I looked over to see that the bouncers were even closer. So I did what yia-yia used to do when Will was being a little shit. I pinched his side as hard as I could.

That got his attention.

He swung those bright blue eyes over to me, jaw clenched, mouth grim.

I pinched him again. "Don't get arrested, you friggin' behemoth. C'mon."

Dex blinked twice. He glared at me for a moment before whatever anger or frustration he was feeling melted away in the blink of an eye. He nodded stiffly once, dropping both hands to his sides. With a glance behind my head, he cocked his head in the direction of the exit. Dex gestured me over to him, eyeing the door as his sign that we should get going. Shane followed behind me until we got to Dex, who maneuvered me in front of him as we made our way outside.
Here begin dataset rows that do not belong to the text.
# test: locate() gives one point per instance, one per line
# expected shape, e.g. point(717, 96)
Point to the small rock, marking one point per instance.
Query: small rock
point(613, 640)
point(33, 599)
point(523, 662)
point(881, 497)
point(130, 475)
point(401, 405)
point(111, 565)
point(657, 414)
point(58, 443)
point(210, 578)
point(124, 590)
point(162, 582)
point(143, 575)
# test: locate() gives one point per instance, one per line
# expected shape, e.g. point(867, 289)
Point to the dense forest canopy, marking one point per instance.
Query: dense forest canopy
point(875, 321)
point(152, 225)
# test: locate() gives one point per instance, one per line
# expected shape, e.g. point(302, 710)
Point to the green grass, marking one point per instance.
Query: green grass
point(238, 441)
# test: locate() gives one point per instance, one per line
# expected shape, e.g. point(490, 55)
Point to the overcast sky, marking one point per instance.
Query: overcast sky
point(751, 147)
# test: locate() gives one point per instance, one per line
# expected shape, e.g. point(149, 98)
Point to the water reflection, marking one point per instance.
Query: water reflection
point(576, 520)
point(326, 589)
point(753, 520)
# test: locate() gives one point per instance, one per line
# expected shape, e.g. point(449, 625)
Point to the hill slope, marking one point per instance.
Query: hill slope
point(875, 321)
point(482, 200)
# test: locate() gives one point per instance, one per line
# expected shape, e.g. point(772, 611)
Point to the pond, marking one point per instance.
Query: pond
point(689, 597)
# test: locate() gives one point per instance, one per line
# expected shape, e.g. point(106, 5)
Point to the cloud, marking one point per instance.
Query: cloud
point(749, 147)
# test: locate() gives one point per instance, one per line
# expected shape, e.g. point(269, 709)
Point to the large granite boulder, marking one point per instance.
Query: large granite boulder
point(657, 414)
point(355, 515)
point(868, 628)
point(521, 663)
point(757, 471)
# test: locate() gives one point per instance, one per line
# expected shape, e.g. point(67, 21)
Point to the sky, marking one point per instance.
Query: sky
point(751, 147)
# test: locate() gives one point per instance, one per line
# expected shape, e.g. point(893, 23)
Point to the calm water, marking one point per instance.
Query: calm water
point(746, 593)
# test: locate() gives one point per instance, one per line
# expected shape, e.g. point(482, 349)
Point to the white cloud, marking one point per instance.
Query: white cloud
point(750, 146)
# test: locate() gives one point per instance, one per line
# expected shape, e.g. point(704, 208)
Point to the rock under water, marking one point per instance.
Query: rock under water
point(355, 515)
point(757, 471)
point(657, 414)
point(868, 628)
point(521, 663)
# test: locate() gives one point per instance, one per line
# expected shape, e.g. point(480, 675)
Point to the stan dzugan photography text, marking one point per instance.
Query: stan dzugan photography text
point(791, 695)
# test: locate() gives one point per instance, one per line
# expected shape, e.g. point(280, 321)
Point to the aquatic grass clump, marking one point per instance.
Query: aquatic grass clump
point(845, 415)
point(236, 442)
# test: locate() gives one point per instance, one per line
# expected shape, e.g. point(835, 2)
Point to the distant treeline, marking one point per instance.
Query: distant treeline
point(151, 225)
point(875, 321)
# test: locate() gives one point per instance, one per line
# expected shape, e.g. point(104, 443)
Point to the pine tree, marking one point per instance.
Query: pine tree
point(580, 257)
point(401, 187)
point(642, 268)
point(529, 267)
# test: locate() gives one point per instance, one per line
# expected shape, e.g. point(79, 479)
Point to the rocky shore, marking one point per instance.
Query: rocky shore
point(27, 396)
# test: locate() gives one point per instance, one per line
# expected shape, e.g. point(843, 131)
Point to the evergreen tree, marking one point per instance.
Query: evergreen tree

By some miracle, we caught a taxi in complete silence almost immediately.

Shane slid in first, and as I started to duck to sit in the middle because that was the way we had ridden over with Slim, Dex's hand on my arm stopped me. "Me first."

Okay.

I slid in after him, listening to Shane give the driver the name of our hotel.

Heat hit the side of my face almost immediately.

"Did you call me a behemoth?"

I tilted my head just a little to see that Dex's muscular body was angled toward me, his legs spread wider than necessary, his thigh pressing into mine as his mouth lingered way too close. "What?" I breathed out.

His lips twitched. "You called me a behemoth." I swear the corner of his mouth tilted up.

"Oh." I grinned because yeah, I had. "I did."

Shane's head peeked over Dex's shoulder. "Did you pinch him or was I imagining that?"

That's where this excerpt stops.